Because my god, I wish it were that easy. I wish just one other person out there in the real world could help take some of the weight off my shoulders here. As a person who has been at the frontline of trying to help tackle food poverty in practical ways for the last ten years, as someone who works 100+ mostly unpaid hours a week cobbling together meal plans for strangers on the internet who have a crumpled fiver and a nearly-empty cupboard and ten days til payday, I could do with the backup. I’m absolutely ground down to my bones with the sheer volume of desperate calls for help I receive on a daily basis and I’m just one person on a freelance writers income, not a charity, not an organisation, no team, no staff, nobody to cry with or lean on or tug me gently away from my inbox at 5am again. If it were really that simple, I’d be obsolete, yomping around the Kyrenian mountain region of Cyprus writing a coffee table hardback cookbook about the food of my ancestors and running with goats and picking lemons in the sunshine. The doors of the food banks would close with a triumphant bang, and believe me they really really want to be able to do that, one day. I work closely with the Trussell Trust and on our last conference call they were united and vehemently clear in their mission to put themselves out of business by working towards a day where their services were no longer required, let alone acting as the supporting structure of our rapidly disintegrating communities.

Please, god, all those sitting in your comfy Instagram lives congratulating yourselves at your clever solutions and terribly-cobbled falsely-priced ‘recipes’, go get your pasta, do your five days, and come back to me and let me know how you get on.

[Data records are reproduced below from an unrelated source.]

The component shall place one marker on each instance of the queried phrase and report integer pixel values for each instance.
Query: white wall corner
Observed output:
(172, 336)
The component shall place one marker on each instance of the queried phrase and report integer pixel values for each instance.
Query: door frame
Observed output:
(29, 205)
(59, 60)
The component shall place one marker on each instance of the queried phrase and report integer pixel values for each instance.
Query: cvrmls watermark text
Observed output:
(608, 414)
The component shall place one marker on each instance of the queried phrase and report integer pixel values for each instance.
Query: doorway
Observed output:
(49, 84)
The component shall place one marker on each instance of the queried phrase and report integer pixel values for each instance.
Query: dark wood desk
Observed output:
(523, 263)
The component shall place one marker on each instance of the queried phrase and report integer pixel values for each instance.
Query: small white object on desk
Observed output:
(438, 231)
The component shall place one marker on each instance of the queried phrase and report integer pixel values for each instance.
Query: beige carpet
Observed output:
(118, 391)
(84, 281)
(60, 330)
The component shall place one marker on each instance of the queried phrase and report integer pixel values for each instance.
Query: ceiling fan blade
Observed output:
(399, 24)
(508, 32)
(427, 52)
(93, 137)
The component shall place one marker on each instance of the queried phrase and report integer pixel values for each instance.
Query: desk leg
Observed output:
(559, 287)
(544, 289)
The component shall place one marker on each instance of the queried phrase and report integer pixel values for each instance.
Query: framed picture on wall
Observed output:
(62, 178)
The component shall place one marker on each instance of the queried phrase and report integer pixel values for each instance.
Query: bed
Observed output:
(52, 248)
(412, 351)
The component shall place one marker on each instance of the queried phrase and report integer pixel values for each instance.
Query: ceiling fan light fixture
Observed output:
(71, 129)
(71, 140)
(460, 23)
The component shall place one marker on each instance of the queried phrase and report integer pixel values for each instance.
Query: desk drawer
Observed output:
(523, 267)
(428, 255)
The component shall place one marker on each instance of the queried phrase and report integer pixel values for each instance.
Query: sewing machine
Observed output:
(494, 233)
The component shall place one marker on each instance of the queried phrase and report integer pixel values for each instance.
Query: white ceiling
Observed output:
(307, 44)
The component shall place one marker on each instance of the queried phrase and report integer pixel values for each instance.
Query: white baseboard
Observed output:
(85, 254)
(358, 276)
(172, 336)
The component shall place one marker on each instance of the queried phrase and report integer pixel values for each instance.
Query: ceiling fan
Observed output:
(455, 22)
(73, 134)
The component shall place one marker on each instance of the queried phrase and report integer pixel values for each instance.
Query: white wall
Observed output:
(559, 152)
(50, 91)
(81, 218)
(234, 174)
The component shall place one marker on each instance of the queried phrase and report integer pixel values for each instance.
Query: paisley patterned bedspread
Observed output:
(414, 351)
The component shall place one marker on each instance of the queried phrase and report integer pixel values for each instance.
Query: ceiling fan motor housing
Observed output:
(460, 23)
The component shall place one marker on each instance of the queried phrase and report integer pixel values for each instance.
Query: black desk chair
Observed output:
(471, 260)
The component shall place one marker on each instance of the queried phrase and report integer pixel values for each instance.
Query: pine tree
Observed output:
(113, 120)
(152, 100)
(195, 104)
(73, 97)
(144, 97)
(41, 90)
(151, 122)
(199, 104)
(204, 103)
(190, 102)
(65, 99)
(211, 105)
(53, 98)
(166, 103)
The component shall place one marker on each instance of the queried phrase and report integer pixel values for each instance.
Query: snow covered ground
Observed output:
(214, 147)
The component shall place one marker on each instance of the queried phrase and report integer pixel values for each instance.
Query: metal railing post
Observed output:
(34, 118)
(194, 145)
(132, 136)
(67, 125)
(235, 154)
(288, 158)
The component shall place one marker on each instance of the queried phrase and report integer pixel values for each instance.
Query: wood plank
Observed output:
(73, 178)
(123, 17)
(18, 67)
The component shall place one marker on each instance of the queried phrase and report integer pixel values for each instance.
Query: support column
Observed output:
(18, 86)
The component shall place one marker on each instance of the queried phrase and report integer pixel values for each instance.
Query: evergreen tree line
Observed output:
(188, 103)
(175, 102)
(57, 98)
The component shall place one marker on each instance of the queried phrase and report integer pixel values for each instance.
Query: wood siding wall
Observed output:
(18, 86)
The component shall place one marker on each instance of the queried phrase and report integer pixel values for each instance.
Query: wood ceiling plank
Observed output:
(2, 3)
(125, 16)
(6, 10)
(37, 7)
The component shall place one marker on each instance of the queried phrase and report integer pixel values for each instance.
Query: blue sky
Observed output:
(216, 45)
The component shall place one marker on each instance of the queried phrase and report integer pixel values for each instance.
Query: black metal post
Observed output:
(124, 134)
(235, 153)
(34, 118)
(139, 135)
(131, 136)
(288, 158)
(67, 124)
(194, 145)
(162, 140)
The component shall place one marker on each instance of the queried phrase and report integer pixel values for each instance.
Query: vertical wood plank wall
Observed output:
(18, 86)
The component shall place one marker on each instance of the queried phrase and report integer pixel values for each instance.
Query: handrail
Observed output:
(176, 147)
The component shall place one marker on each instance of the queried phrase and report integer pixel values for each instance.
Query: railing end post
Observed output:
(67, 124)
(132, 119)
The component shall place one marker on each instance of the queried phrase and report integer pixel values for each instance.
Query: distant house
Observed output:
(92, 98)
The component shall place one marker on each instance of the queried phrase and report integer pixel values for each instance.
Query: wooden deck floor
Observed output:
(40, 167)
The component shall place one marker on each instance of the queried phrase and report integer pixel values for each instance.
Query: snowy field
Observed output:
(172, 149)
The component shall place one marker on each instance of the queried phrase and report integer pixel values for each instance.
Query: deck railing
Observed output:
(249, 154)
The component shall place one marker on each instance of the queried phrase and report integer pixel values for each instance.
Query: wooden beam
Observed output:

Otherwise sit your well-fed arses down and let those of us who are actually trying to do something, get on with it without having to waste time educating you about the price of pasta and the cost of poverty on the internet. And maybe when your five cosplay pretend-poor days are up, you can donate the difference in your regular food shop, to your local food bank. Minus the Maccy Ds and the White Zinfandel; they really don’t want that utter nonsense when believe you me, they’d spend your cash far more wisely than you seem to be able to.